Crime Doesn’t Pay!

My father was never one to teach me, he was one to stand back and let the scars of learning happen — Christopher Titus

I can’t seem to get up early during the week to save my life, a combination of not wanting to stick   everybody in daycare for more than a few hours at a time and dreading facing the toil of the day.   Redecorating the bedroom with wooden blinds has helped me achieve my goal!   Alana is down with my plan.   G, unfortunately, is not.   7:30 at the latest and she is up, even when she sleeps less than 8 hours.

Beckie has taken to making G breakfast and turning on a movie before she leaves for work, which has enabled my lethargy.   Its also given G free reign over the house for stretches each morning.   Sometimes this is quite funny – I wake to find stuffed animals organized by phylum, food stains arrayed in the style of Jackson Pollock, or G lording over toys long forgotten as her boredom leads her exploring into the darkest corners of her toyboxes.   Sometimes I wake to find her ready to burn the house down, sodomize the cat with a popsicle, or reboot the internet.

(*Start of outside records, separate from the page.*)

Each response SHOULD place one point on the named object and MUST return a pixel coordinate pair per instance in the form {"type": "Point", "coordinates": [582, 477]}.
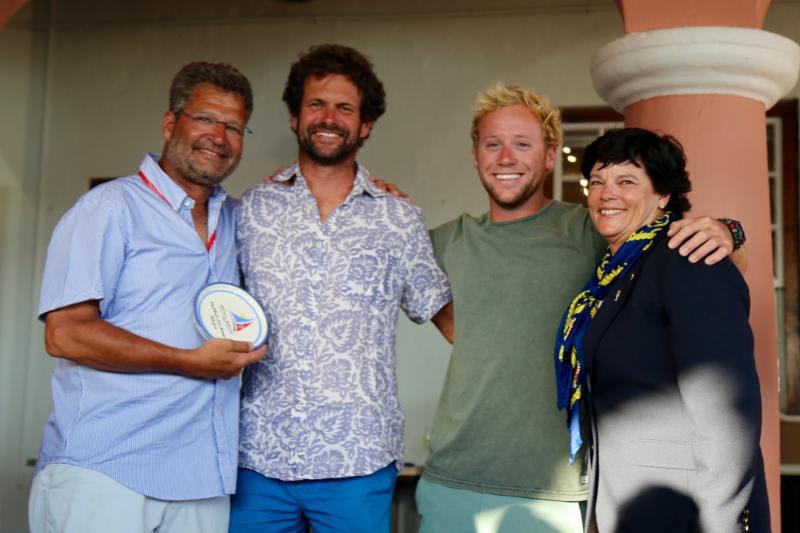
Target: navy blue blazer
{"type": "Point", "coordinates": [675, 400]}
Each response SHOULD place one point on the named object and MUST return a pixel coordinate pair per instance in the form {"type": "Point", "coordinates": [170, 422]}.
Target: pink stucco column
{"type": "Point", "coordinates": [703, 71]}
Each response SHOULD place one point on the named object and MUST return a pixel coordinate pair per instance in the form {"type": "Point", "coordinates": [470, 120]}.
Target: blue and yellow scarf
{"type": "Point", "coordinates": [569, 357]}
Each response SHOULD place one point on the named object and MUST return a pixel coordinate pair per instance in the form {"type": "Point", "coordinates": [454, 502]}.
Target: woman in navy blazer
{"type": "Point", "coordinates": [667, 358]}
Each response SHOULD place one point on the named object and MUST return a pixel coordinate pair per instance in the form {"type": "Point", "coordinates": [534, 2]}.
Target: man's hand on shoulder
{"type": "Point", "coordinates": [272, 178]}
{"type": "Point", "coordinates": [221, 358]}
{"type": "Point", "coordinates": [701, 238]}
{"type": "Point", "coordinates": [389, 188]}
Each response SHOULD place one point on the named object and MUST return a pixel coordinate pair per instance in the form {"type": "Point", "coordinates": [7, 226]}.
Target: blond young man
{"type": "Point", "coordinates": [499, 446]}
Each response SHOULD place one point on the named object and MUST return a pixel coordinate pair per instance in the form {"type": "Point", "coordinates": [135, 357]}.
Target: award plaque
{"type": "Point", "coordinates": [224, 311]}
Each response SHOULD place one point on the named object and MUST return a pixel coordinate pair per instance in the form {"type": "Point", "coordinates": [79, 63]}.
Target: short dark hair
{"type": "Point", "coordinates": [325, 59]}
{"type": "Point", "coordinates": [661, 156]}
{"type": "Point", "coordinates": [221, 75]}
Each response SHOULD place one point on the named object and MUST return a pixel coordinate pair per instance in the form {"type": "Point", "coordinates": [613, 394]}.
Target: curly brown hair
{"type": "Point", "coordinates": [325, 59]}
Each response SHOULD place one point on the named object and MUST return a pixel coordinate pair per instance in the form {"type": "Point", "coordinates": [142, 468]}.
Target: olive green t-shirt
{"type": "Point", "coordinates": [497, 428]}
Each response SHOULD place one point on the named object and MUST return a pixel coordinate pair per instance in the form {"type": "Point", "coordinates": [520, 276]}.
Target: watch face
{"type": "Point", "coordinates": [224, 311]}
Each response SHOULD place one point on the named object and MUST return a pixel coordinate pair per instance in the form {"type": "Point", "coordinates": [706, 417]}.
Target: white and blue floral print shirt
{"type": "Point", "coordinates": [323, 403]}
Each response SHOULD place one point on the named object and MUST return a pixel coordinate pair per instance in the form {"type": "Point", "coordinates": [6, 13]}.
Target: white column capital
{"type": "Point", "coordinates": [696, 60]}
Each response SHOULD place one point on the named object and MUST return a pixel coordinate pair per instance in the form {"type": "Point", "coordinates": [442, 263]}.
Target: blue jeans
{"type": "Point", "coordinates": [353, 504]}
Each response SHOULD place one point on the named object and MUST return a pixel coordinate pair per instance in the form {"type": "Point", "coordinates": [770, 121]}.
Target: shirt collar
{"type": "Point", "coordinates": [173, 192]}
{"type": "Point", "coordinates": [362, 184]}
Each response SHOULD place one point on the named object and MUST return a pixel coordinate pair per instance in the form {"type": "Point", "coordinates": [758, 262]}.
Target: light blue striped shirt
{"type": "Point", "coordinates": [162, 435]}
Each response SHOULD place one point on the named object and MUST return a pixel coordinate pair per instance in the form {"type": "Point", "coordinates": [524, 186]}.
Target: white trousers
{"type": "Point", "coordinates": [72, 499]}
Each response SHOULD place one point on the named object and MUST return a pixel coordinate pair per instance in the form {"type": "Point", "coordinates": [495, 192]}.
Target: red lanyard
{"type": "Point", "coordinates": [211, 240]}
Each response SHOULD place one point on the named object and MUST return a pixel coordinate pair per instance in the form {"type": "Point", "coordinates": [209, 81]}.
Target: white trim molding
{"type": "Point", "coordinates": [696, 60]}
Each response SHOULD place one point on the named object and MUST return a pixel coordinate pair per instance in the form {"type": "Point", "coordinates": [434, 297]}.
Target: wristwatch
{"type": "Point", "coordinates": [737, 231]}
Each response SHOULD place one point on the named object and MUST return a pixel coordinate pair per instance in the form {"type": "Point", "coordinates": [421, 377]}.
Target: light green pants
{"type": "Point", "coordinates": [448, 510]}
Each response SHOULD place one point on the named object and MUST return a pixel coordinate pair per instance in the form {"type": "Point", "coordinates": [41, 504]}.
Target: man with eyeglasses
{"type": "Point", "coordinates": [331, 258]}
{"type": "Point", "coordinates": [144, 430]}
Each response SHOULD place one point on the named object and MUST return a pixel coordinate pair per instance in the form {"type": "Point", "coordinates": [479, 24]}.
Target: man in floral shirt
{"type": "Point", "coordinates": [331, 258]}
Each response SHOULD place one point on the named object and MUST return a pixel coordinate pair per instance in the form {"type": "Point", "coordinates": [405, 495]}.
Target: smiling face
{"type": "Point", "coordinates": [621, 200]}
{"type": "Point", "coordinates": [512, 161]}
{"type": "Point", "coordinates": [329, 128]}
{"type": "Point", "coordinates": [203, 152]}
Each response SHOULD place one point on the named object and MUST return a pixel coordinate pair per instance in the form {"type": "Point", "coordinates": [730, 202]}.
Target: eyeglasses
{"type": "Point", "coordinates": [208, 123]}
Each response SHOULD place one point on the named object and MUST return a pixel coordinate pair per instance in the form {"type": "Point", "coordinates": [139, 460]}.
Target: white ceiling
{"type": "Point", "coordinates": [94, 12]}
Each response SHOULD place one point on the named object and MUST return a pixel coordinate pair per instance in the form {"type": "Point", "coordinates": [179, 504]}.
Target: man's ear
{"type": "Point", "coordinates": [364, 130]}
{"type": "Point", "coordinates": [550, 154]}
{"type": "Point", "coordinates": [168, 125]}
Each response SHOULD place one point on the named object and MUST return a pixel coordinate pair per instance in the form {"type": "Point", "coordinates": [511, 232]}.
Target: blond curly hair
{"type": "Point", "coordinates": [502, 95]}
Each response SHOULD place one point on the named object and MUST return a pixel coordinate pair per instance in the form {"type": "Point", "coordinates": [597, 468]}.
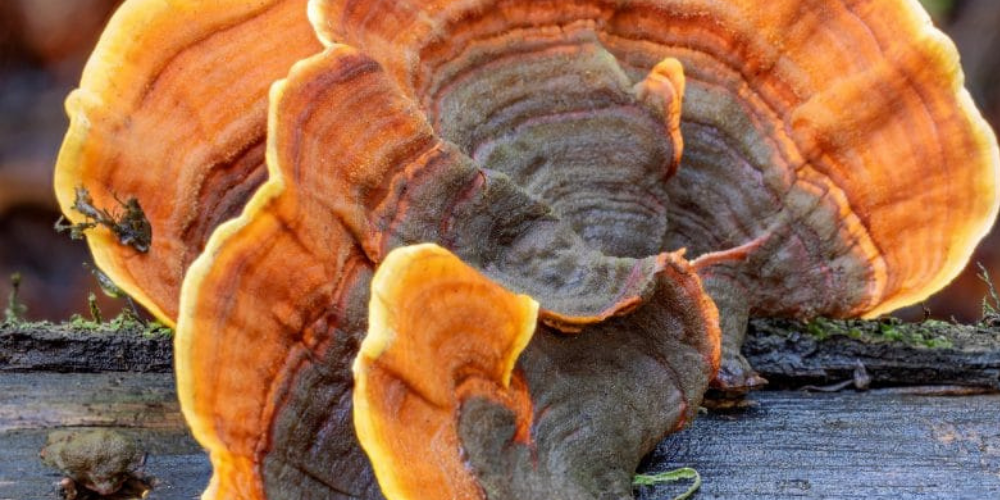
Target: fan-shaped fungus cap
{"type": "Point", "coordinates": [278, 416]}
{"type": "Point", "coordinates": [838, 131]}
{"type": "Point", "coordinates": [439, 332]}
{"type": "Point", "coordinates": [531, 139]}
{"type": "Point", "coordinates": [171, 113]}
{"type": "Point", "coordinates": [443, 412]}
{"type": "Point", "coordinates": [841, 135]}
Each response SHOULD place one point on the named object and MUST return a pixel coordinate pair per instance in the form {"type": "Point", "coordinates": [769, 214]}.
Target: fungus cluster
{"type": "Point", "coordinates": [484, 207]}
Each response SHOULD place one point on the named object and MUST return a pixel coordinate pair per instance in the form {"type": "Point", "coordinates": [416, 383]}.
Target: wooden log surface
{"type": "Point", "coordinates": [785, 444]}
{"type": "Point", "coordinates": [884, 443]}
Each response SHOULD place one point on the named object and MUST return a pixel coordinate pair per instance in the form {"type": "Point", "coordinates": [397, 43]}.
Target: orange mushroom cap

She is particularly fond of band-aids.   Sometimes she will paste 3 or 4 of them all over her legs.   Her loss ratio with band-aids is not good, and usually half a box is ruined in the process.   When I hear the clank clank clank of her rattling around in the medicine cabinet or climbing on the counters, I know she is up to no good.   I’ll roll over, tell her to go watch TV, and toss a pillow in her direction.   Then I hear thump thump thump thump thump thump as she sprints back to the other side of the house.

Yesterday the telltale noises intruded into my dreams, several times.   Once I cracked open an eye and saw her crawling across the bedroom floor and under a stool with a devilish smile on her face as she tried to sneak by me.     The band-aids were safe as she was busy playing with toothpaste.   I also have a tube of…ahem…steroid-based anti-inflammatory cream used to…ahem…ease some taintal-oriented saddle pain I was getting.   The tube is about an ounce, and looks like a container of kid-sized toothpastes.   Much of it was gone when I found it this morning, along with several white-streaked washcloths.   G asked me for a water bottle and said her mouth tasted funny.

I am confident in my methods of high-quality parenting.